Mais, objecterez-vous, l’avenir n’est plus dans les breloques, regardez plutôt les start-ups, les nouvelles entreprises de pointe! Sans doute. Il y en a quelques-unes qui percent avec d’admirables succès. Mais voyons aussi, le chiffre a récemment été publié, trois sur quatre font faillite ou partent à l’étranger après trois ans d’existence.

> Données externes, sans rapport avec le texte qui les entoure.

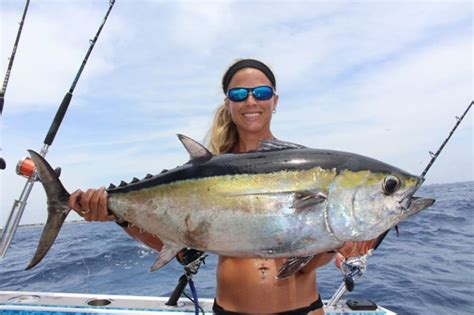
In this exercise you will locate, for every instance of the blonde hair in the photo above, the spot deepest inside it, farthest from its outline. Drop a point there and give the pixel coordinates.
(223, 135)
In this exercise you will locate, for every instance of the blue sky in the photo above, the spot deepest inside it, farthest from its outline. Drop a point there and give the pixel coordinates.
(383, 79)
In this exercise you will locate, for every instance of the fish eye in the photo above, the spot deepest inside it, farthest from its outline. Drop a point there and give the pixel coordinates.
(391, 184)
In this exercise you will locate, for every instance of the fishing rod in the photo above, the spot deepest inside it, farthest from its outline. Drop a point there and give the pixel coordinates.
(12, 57)
(354, 267)
(3, 165)
(26, 166)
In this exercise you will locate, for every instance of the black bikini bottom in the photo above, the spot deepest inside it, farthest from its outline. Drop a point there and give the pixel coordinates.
(218, 310)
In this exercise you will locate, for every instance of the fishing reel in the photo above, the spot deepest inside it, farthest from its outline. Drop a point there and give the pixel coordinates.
(27, 168)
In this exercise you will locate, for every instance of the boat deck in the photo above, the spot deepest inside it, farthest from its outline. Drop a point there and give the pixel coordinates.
(42, 303)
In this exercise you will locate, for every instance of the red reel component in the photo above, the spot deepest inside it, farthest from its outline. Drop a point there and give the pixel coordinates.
(25, 167)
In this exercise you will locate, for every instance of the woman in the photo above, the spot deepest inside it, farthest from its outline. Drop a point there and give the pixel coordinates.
(244, 285)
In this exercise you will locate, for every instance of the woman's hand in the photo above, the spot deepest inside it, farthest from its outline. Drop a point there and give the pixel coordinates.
(91, 205)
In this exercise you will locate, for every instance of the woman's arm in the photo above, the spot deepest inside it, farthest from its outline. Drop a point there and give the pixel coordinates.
(92, 206)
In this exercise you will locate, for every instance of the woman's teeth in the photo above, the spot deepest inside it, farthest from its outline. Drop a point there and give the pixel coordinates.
(252, 114)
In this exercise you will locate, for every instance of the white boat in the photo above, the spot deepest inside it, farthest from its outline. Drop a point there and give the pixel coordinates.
(47, 303)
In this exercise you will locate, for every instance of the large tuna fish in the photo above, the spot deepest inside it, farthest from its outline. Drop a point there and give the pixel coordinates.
(283, 200)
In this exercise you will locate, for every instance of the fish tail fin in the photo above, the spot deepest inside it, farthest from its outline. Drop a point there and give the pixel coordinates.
(58, 208)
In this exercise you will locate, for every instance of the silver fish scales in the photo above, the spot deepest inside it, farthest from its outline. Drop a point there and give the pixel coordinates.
(283, 200)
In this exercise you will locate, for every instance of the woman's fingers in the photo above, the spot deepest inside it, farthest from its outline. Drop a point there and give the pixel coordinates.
(91, 205)
(74, 200)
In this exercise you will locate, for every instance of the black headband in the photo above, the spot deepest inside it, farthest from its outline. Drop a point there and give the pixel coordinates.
(246, 63)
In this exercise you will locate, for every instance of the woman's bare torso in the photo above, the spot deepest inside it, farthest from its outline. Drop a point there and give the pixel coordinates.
(248, 285)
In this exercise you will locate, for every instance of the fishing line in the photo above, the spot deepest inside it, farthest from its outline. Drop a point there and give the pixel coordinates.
(352, 266)
(434, 156)
(20, 204)
(3, 165)
(12, 57)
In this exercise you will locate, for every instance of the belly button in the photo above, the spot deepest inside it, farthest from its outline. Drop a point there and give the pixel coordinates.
(263, 272)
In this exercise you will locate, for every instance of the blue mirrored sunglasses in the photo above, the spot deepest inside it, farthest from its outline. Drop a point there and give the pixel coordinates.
(261, 93)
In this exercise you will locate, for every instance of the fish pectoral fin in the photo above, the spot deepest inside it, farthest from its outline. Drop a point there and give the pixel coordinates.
(276, 145)
(306, 198)
(197, 152)
(292, 265)
(167, 253)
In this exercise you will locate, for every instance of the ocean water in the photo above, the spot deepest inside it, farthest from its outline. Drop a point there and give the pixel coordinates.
(427, 269)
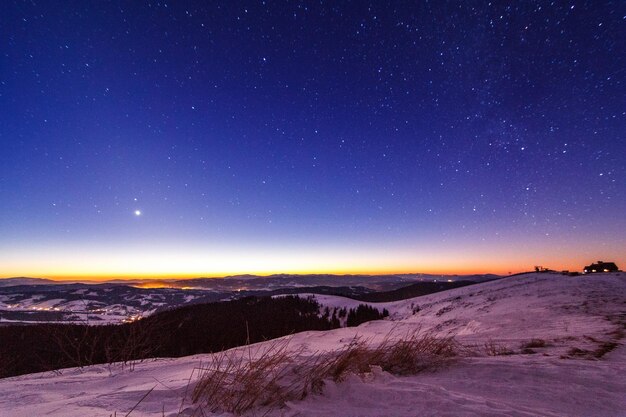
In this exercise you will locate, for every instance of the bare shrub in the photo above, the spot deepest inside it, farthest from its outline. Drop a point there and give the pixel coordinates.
(268, 379)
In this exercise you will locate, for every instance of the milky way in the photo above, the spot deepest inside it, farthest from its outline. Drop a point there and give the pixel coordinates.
(222, 137)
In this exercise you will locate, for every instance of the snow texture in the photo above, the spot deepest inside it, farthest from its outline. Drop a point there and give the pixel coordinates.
(573, 316)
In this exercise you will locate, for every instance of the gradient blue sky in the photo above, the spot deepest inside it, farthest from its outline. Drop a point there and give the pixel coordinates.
(310, 137)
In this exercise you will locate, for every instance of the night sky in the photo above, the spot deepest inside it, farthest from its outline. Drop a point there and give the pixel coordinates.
(209, 138)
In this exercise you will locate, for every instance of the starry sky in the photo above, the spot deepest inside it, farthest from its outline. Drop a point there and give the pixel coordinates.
(207, 138)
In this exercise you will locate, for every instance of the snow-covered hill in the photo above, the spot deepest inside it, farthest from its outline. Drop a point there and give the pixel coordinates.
(563, 338)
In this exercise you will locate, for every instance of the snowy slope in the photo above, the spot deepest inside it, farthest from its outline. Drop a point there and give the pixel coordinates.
(573, 316)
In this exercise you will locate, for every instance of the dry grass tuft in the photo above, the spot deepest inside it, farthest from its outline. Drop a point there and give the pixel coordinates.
(268, 378)
(493, 348)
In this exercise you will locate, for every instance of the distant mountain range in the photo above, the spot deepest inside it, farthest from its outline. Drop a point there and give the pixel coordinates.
(25, 299)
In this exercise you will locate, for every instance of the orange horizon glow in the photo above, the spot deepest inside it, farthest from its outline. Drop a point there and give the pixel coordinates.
(168, 261)
(100, 277)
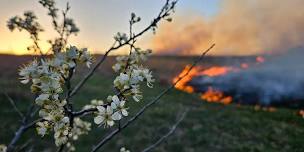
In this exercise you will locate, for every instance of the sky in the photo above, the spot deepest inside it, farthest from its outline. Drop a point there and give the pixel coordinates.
(98, 20)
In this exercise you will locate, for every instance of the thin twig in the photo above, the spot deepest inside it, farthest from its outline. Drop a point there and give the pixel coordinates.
(171, 131)
(14, 105)
(144, 108)
(161, 15)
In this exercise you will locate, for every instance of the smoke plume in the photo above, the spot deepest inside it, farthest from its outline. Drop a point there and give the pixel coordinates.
(241, 27)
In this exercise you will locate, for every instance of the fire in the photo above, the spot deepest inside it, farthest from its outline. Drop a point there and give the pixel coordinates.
(260, 59)
(216, 96)
(217, 71)
(182, 84)
(211, 95)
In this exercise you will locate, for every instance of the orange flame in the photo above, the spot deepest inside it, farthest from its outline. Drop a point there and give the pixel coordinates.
(216, 96)
(182, 84)
(211, 95)
(217, 71)
(260, 59)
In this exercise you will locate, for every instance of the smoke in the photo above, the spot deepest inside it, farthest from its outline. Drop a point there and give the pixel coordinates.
(279, 80)
(241, 27)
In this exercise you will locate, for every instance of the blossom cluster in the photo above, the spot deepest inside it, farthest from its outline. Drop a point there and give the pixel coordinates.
(48, 77)
(3, 148)
(127, 84)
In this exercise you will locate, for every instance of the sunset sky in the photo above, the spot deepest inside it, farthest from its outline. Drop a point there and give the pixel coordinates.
(238, 27)
(98, 20)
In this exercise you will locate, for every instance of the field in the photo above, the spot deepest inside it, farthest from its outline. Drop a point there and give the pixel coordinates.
(207, 127)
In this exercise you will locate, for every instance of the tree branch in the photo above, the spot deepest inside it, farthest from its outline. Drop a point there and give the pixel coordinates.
(171, 131)
(143, 109)
(163, 13)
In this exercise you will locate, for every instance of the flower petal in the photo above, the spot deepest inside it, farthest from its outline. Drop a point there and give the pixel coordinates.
(98, 119)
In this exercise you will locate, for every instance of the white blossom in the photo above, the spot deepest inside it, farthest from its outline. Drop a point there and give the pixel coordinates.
(3, 148)
(119, 106)
(104, 116)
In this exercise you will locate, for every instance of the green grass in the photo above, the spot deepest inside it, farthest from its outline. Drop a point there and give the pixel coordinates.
(207, 127)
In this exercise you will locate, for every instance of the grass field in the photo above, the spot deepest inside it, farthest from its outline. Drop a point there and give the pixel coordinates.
(207, 127)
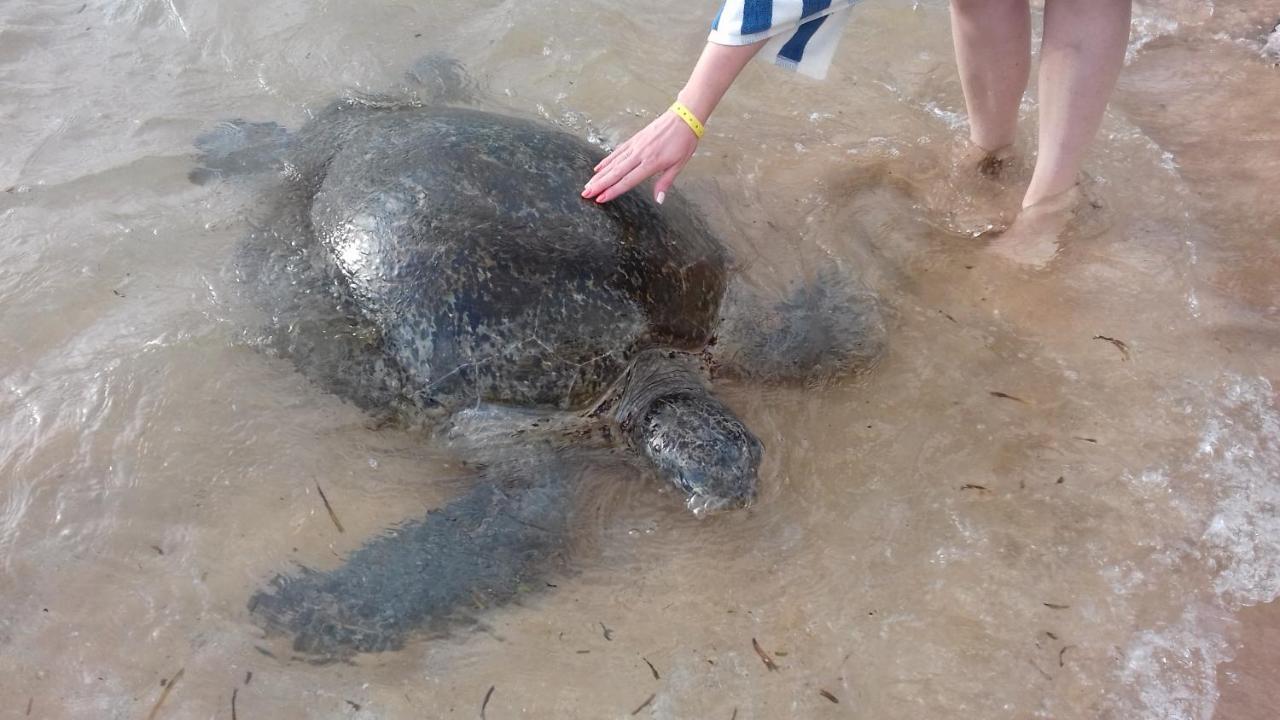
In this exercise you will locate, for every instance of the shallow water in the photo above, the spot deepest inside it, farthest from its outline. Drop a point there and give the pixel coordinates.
(922, 547)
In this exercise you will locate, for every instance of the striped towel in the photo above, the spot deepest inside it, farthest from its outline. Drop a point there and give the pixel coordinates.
(803, 33)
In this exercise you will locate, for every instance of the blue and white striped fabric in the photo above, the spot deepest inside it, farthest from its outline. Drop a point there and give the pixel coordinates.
(803, 33)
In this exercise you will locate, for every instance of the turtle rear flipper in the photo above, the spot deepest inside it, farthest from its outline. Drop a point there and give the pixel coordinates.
(824, 328)
(238, 147)
(480, 550)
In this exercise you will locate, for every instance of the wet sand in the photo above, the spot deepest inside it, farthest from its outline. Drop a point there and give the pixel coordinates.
(1075, 546)
(1183, 91)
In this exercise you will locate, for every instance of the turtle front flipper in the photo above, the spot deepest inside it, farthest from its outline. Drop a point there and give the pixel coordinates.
(238, 147)
(822, 329)
(480, 550)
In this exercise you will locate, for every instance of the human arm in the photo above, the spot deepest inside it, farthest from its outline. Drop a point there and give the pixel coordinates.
(666, 144)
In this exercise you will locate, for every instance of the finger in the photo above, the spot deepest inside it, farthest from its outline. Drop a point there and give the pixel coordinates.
(638, 174)
(613, 155)
(664, 182)
(620, 151)
(606, 178)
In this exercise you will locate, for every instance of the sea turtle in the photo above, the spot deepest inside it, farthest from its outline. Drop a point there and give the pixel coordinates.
(438, 260)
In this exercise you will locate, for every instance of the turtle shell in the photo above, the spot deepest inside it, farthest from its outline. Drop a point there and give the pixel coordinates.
(462, 237)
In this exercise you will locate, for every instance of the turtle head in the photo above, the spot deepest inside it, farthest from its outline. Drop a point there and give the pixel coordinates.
(691, 438)
(704, 450)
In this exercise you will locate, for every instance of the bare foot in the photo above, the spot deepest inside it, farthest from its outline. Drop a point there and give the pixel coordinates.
(976, 194)
(1034, 236)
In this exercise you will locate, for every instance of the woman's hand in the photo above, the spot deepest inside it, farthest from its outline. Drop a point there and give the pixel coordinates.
(663, 146)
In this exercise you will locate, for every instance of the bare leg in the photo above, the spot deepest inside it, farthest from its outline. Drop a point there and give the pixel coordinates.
(992, 40)
(1080, 59)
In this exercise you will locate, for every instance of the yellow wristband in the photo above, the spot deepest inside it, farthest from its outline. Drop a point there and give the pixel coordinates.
(689, 117)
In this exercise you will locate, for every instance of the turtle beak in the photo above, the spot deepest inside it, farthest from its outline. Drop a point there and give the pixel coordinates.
(703, 505)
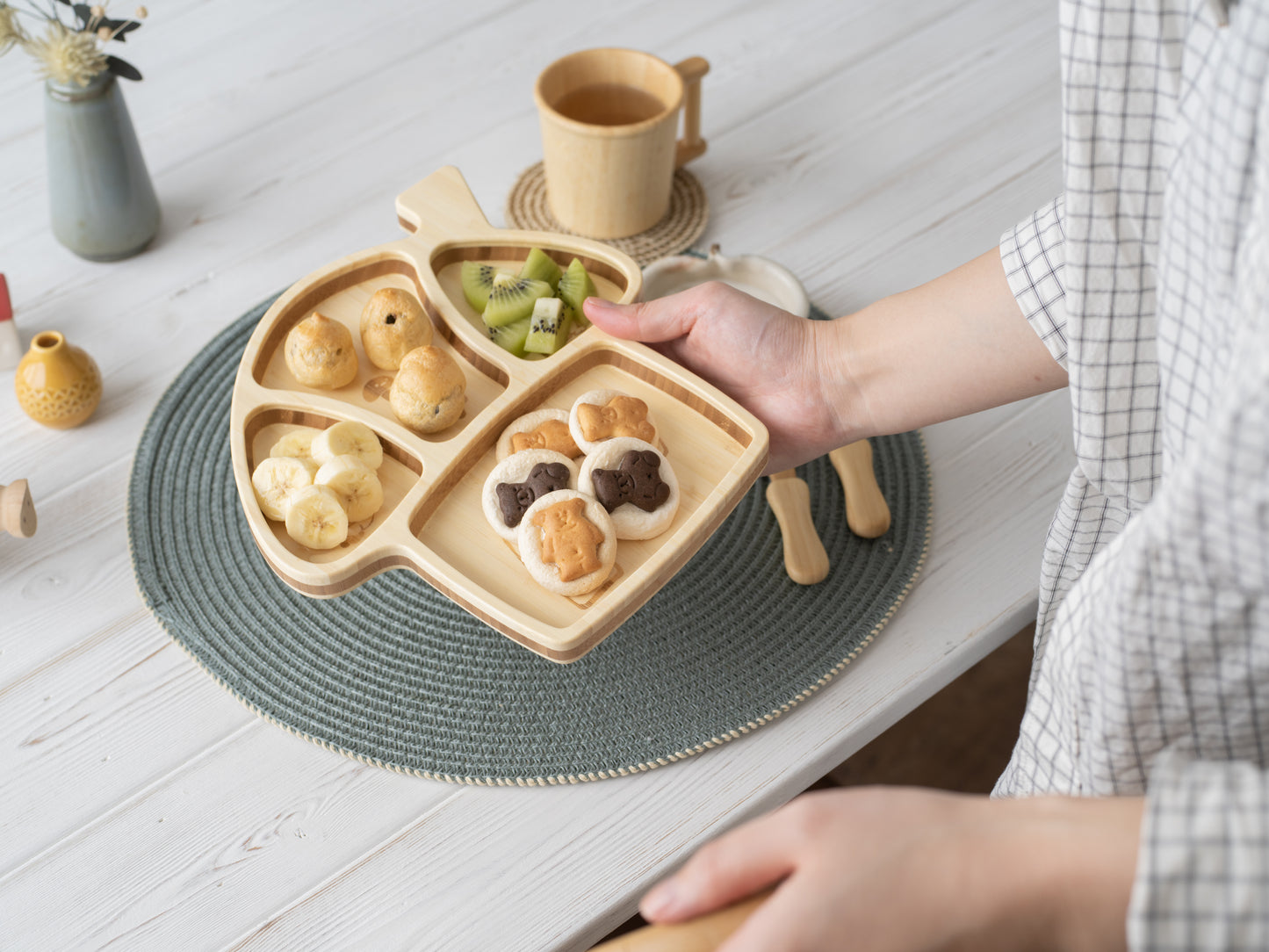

Peu importe, direz-vous enfin, la chimie nous sauvera! Là aussi, c’est à voir de plus près. Le directeur de Roche Pharma international, Jörg-Michael Rupp, s’inquiète dans la NZZ: «La Suisse doit reconnaître que dans d’autres pays elle n’est pas obligatoirement si importante.» Il constate qu’ailleurs dans le monde, on investit, on invente, on fabrique à marche forcée. Des délégations internationales débarquent chez les Bâlois: «Vous ne voulez pas investir chez nous? Nous vous offrons de meilleures conditions que chez vous.» Président aussi de l’association de branche Inerpharma, Rupp ajoute: «Le meilleur des sites est perdant s’il ne met pas suffisamment l’accent sur ses points forts. Mon impression est que nous prenons ce que nous avons en Suisse pour acquis et que nous ne réalisons plus que nous devons sans cesse nous battre pour l’obtenir. Dans ma position, je suis responsable non seulement de la Suisse, mais aussi d’autres pays et régions. J’y vois tout ce qui est entrepris ailleurs pour gagner du terrain. De nombreux pays mènent une politique industrielle ciblée pour attirer des entreprises des sciences de la vie à forte valeur ajoutée.»

Pour cet observateur et acteur, deux points sont sensibles. D’abord, la fiscalité en hausse. La Suisse applique la taxe minimale de 15% pour les grandes entreprises décidée par l’OCDE. Le hic, c’est que les concurrents, les Etats-Unis, la Chine ou l’Inde, ne l’appliquent pas.

Et le gros souci: le retard dans l’association à l’UE. Même si Rupp se montre confiant, estimant que le peuple suisse comprend maintenant l’importance de ce lien. «Notre secteur a besoin d’une clarification urgente avec l’UE. Si la Suisse n’est pas bientôt réintégrée pleinement dans le programme de recherche Horizon, nous nous attendons à des inconvénients durables. Pour les scientifiques ambitieux, ce cadre est essentiel, il fait partie de leur carrière, leur prestige dépend de leur capacité à diriger des projets européens. Ceux qui se contentent de rester en marge ont perdu.» Et d’ajouter: «Les premiers chercheurs ont déjà quitté la Suisse, d’autres suivraient. Les hautes écoles perdraient des spécialistes de haut niveau, le pays reculerait en tant que site de recherche. Chez Roche, nous devrions constater que le savoir-faire dans les universités diminue et que le réseau académique se détériore globalement – alors que la Suisse a jusqu’à présent un point vert dans ces catégories lors des décisions d’investissement, ce ne serait plus aussi clair à l’avenir.»

Les exportations pharmaceutiques vont pour 27% aux USA, pour 47% vers l’UE. C’est dire qu’il sera important aussi de s’accommoder au mieux des nouvelles procédures d’agréments pour les médicaments décidées à Bruxelles.

Ces défis vont au-delà de ce domaine particulier, c’est l’évidence. La pharma, c’est 10% du produit intérieur brut et 40% des exportations suisses. Quand donc les élus fédéraux, empêtrés dans leurs préoccupations électoralistes, verront-ils plus loin que le bout de leur nez?